Rogers already has a twisted idea of what constitutes reasonable internet use. Under their BlackBerry plans, they claim that 1.5 MB of data is “enough for tons of picture uploads,” and they ridiculously average web pages at a 4 KB maximum. That would be equivalent to a web page without any images, and consisting of less than 4,000 characters of text. Rogers justifies that measurement by only classifying those sites as ad hoc pages “optimized for mobile viewing.” Under the unlimited data plan, consumers can only visit Rogers-approved sites, like Lavalife Mobile, Yahoo! Search, and Canada.com, lest they encounter the good ol’ 5¢/KB rate again. So, you can search for something on Google, but just don’t visit the link once you find it.

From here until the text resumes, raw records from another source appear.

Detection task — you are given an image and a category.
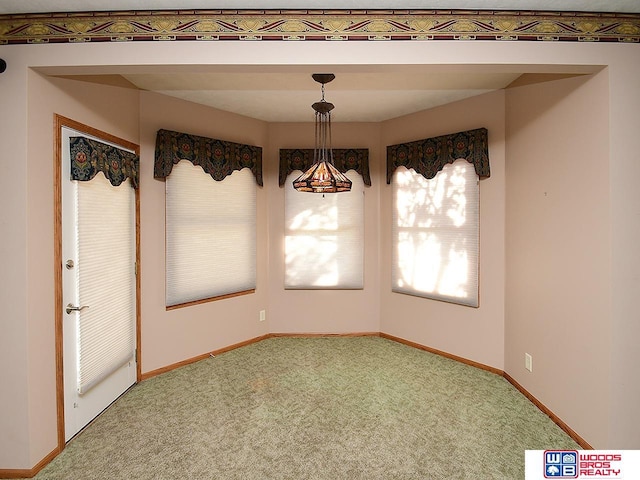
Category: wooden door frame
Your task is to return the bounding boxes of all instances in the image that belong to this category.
[53,114,142,453]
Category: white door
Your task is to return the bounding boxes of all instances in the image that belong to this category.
[61,127,137,441]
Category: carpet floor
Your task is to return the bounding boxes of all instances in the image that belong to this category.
[18,337,580,480]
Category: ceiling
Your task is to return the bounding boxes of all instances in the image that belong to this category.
[8,0,640,122]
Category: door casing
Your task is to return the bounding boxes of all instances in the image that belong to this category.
[53,114,142,453]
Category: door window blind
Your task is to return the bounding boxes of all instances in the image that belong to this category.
[75,173,136,394]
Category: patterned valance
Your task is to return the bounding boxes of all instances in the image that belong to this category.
[387,128,490,183]
[278,148,371,187]
[69,137,140,188]
[153,130,262,186]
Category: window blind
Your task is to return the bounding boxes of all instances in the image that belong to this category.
[75,173,136,394]
[392,159,480,307]
[166,160,256,306]
[284,170,364,289]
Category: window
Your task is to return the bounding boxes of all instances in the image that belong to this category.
[166,160,256,307]
[284,170,364,289]
[392,159,479,307]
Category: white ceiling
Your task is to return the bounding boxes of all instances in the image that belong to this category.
[10,0,640,122]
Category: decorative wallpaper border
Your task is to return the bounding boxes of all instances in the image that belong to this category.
[0,10,640,45]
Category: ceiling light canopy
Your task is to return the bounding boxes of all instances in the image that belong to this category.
[293,73,351,193]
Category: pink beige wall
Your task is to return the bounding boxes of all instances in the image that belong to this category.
[23,71,139,466]
[380,91,505,370]
[0,41,640,469]
[504,71,611,447]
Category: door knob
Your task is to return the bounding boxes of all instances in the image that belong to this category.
[65,303,89,314]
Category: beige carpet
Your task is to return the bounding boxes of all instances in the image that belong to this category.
[21,337,579,480]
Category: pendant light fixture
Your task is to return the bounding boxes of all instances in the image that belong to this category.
[293,73,351,193]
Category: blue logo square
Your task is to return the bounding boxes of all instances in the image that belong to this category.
[544,450,578,478]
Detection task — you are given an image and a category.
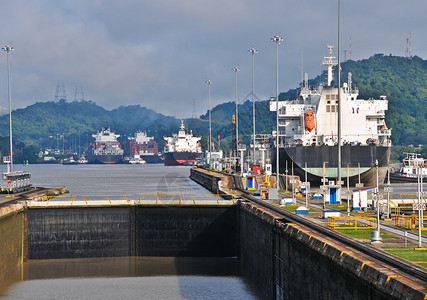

The iPhone should be a unique challenge in Canada because it kills the cash cow. In the United States and U.K., the iPhone uses the carriers’ slow EDGE network for full internet access (Rogers employs both EDGE and the newer, faster HSDPA system). The iPhone is also Wi-Fi-capable, allowing users to bypass EDGE and jump onto a hotspot or a home or office wireless router—exactly what Rogers doesn’t want you to do. For the company to offer a plan that is palatable to iPhone users—and, by proxy, all customers who use internet-capable devices—they will have to offer true unlimited data access. Until then, customers need to remember that a company calling something “unlimited” doesn’t actually make it so.